Ce que je vous propose au travers de ce savoir-faire, c’est un compagnonnage dans l’expérience, un accompagnement dans le concret, dans le tangible, dans ce que l’on peut toucher, bouger, transformer, pour que votre quotidien devienne votre terrain de jeu. Un terrain d’apprentissage, où le geste, l’action, pourront nourrir votre confiance, votre autonomie et votre liberté. C’est oser plonger dans votre rivière, apprendre à y nager, à sentir son courant propre pour que votre vie devienne un monde à habiter, à façonner, à investir, avec vos mains et votre corps, à travers lequel vous pourrez sentir la vie bouger et s’inscrire dans chaque pas que vous ferez.

Vous accompagner sera donc aussi vous permettre que l’expérience du concret rejoigne la couleur de votre âme, que la réflexion rencontre le geste et que, peu à peu, chacun puisse se réapproprier la rivière qui coule en lui.

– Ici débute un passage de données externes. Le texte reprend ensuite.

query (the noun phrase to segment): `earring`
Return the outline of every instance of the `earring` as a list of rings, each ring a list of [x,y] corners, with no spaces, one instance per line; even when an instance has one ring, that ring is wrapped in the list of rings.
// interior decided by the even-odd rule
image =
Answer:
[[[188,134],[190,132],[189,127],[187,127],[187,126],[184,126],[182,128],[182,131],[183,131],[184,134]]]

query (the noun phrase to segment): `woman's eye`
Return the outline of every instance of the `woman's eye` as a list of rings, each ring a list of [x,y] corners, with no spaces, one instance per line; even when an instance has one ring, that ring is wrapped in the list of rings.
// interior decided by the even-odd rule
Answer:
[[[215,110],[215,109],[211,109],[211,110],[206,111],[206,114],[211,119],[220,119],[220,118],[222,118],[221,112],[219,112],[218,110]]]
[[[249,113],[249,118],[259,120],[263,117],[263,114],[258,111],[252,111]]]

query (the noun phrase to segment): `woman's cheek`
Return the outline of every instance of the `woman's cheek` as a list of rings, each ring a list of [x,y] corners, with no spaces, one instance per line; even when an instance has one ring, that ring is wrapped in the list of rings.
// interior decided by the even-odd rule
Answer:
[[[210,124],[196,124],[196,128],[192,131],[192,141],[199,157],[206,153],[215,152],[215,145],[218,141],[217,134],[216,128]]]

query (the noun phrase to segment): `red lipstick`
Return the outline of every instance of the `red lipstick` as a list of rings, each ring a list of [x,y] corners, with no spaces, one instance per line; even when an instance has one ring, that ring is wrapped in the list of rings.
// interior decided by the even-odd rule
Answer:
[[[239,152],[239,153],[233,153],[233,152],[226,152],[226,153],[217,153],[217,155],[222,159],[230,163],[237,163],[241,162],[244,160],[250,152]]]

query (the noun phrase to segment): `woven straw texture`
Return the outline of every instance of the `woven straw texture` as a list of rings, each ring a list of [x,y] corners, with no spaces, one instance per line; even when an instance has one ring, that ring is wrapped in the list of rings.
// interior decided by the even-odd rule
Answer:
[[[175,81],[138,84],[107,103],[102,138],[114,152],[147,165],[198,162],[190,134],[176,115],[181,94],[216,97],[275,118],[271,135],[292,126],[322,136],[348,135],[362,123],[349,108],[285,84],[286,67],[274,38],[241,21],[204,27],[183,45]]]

Ce billet éclaire plus particulièrement la part éducative de mon accompagnement, celle qui invite à entrer dans le mouvement, à agir dans la réalité, à incarner la conscience dans le geste. Mais cette dimension n’existe jamais seule : elle dialogue en permanence avec le thérapeutique, qui met en mots et éclaire, et avec l’artistique, qui ouvre l’espace de la création, du symbolique et du sensible. Ensemble, ces trois voies forment un triptyque vivant — une manière d’accompagner l’être humain dans toutes ses dimensions, de la parole à l’action, du corps à l’imaginaire, du visible à l’invisible —.

Car c’est bien dans cette alliance — entre soin, action et art — que se tisse le cœur de ma pratique : accompagner chacun à redevenir auteur, acteur et créateur de sa propre vie.